We are the same. All we need to be cleansed of our sin is to turn to Jesus and believe that we can be forgiven. For some that is really hard to believe. Sin makes us feel dirty, cut off from those we love, unworthy. We have to believe that there is hope. I think that today most people do not have a sense of sin. They have moved away from God and so have lost hope in forgiveness. They feel those feelings of being unworthy but do not know the reason why. They cannot name their sin and therefore cannot hope to be cured of it. It would almost be better if we could see our sins pasted right between our eyes.

We can also turn to Jesus and be healed. It was no coincidence that Jesus tells the man to show himself to the priest. He calls us to do the same so the priest can declare us clean.

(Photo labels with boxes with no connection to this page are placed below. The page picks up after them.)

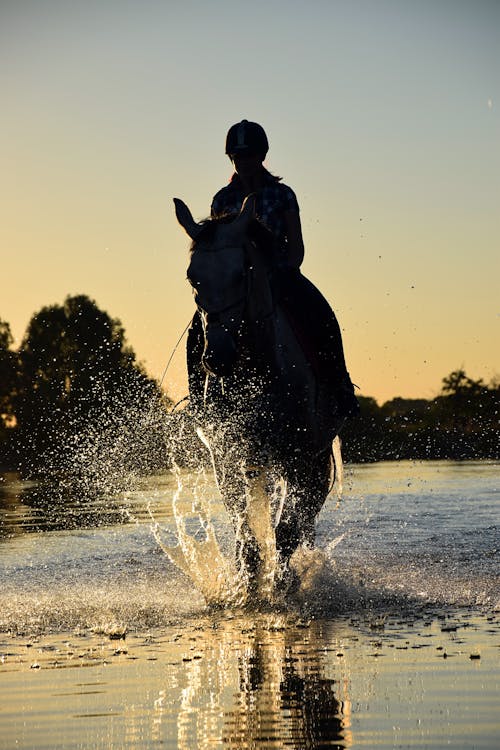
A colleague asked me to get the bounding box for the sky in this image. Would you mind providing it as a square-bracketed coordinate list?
[0, 0, 500, 403]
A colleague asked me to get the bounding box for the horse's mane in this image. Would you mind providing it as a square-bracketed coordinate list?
[191, 213, 276, 258]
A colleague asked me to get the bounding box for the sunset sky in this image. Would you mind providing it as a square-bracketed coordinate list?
[0, 0, 500, 403]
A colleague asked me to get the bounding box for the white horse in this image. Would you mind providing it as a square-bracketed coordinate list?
[174, 198, 343, 590]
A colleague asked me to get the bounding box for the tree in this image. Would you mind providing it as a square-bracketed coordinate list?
[0, 319, 18, 444]
[16, 295, 171, 471]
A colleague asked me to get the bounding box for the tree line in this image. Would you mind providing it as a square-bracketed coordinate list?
[0, 295, 500, 477]
[0, 295, 169, 475]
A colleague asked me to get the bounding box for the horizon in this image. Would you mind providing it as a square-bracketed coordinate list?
[0, 0, 500, 404]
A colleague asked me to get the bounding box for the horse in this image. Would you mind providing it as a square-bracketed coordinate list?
[174, 196, 343, 590]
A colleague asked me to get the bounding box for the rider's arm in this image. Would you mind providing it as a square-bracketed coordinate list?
[285, 209, 304, 269]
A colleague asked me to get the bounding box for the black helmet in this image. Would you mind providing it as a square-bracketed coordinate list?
[226, 120, 269, 158]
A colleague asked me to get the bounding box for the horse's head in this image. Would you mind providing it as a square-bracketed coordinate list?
[174, 197, 254, 377]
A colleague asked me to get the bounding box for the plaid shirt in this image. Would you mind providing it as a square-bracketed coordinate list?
[210, 175, 299, 256]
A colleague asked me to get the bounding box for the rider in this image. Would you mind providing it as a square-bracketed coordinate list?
[207, 120, 359, 417]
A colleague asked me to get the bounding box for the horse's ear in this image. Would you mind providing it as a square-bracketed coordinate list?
[174, 198, 201, 240]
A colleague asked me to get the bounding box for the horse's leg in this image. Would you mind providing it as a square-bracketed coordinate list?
[214, 462, 261, 582]
[276, 450, 331, 566]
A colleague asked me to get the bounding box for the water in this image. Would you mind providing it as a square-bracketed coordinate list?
[0, 462, 500, 750]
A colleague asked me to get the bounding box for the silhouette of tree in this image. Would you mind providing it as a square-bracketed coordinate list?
[0, 319, 18, 445]
[15, 295, 170, 471]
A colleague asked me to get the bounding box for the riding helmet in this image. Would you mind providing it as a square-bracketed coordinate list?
[226, 120, 269, 159]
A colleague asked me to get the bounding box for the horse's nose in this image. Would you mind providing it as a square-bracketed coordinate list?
[201, 328, 238, 378]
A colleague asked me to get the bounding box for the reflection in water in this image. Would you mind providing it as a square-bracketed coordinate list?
[153, 614, 352, 750]
[0, 474, 131, 539]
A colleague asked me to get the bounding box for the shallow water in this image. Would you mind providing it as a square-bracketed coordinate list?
[0, 462, 500, 749]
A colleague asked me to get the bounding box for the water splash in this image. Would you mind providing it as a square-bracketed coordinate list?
[152, 466, 244, 605]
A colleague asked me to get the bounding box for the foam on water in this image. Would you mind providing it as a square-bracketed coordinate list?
[0, 464, 500, 633]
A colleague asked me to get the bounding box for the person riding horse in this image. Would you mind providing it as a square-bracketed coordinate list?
[187, 120, 359, 418]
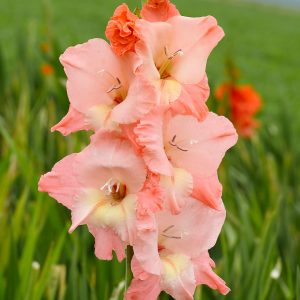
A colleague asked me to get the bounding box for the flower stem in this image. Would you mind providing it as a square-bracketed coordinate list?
[125, 246, 133, 293]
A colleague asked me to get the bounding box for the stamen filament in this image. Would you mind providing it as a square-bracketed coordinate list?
[159, 47, 183, 78]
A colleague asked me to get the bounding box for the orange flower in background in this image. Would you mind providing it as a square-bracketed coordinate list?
[215, 83, 261, 137]
[41, 63, 54, 76]
[41, 42, 50, 54]
[105, 3, 138, 56]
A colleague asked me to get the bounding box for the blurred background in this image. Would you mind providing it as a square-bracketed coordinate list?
[0, 0, 300, 300]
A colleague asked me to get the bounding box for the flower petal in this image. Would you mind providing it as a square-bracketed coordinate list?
[69, 189, 105, 233]
[192, 174, 222, 209]
[88, 225, 125, 261]
[168, 16, 224, 84]
[38, 154, 82, 209]
[133, 217, 161, 275]
[156, 198, 226, 257]
[85, 104, 118, 131]
[170, 76, 209, 121]
[135, 19, 172, 80]
[60, 39, 138, 113]
[112, 76, 159, 124]
[134, 109, 172, 175]
[160, 168, 193, 214]
[165, 113, 237, 177]
[161, 254, 196, 300]
[51, 105, 92, 136]
[125, 256, 161, 300]
[141, 0, 180, 22]
[193, 252, 230, 295]
[76, 131, 146, 194]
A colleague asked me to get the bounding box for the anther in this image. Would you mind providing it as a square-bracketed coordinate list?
[169, 134, 189, 152]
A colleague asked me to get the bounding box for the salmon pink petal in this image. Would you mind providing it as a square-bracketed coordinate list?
[38, 154, 81, 209]
[160, 168, 193, 214]
[141, 0, 180, 22]
[69, 189, 105, 233]
[76, 131, 146, 194]
[133, 221, 161, 275]
[165, 113, 237, 177]
[137, 171, 164, 219]
[134, 109, 172, 175]
[88, 225, 125, 261]
[170, 76, 210, 121]
[168, 16, 224, 84]
[193, 252, 230, 295]
[112, 76, 159, 124]
[85, 104, 118, 131]
[192, 174, 222, 209]
[157, 198, 226, 257]
[51, 105, 92, 136]
[125, 256, 161, 300]
[60, 39, 130, 113]
[135, 19, 172, 80]
[119, 123, 142, 155]
[161, 254, 196, 300]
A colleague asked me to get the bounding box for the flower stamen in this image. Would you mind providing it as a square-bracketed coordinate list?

The man could not contain his joy at being healed. He went and told everyone he could about what had happened to him. Whereas before he cowered before others, now he stood tall. What if we felt that same way when our sins are forgiven? What if we left the confessional and went out and proclaimed to everyone that our sins have been forgiven and we are now clean. What if instead of a big red tattoo on our foreheads there was a shining light surrounding our faces, a glow of deep joy that everyone could see? How would that make you feel? How would that affect the people around you?

The season of Lent is upon us. What better time to be healed? Why not take a good, close look at yourself in the mirror every evening and take stock of how you had lived that day? See all the blemishes for what they are, even the ones that are hard to find? Why not sit down with those closest to you, the ones who can also see your sins as if they were tattooed on your forehead, and ask for forgiveness and reconciliation? Why not go see Jesus, throw yourself down before him in the confessional and say, “If you will to do so, you can make me clean”.

I assure you, he wills to do so. And I guarantee you, your joy will be great and your joy will be contagious.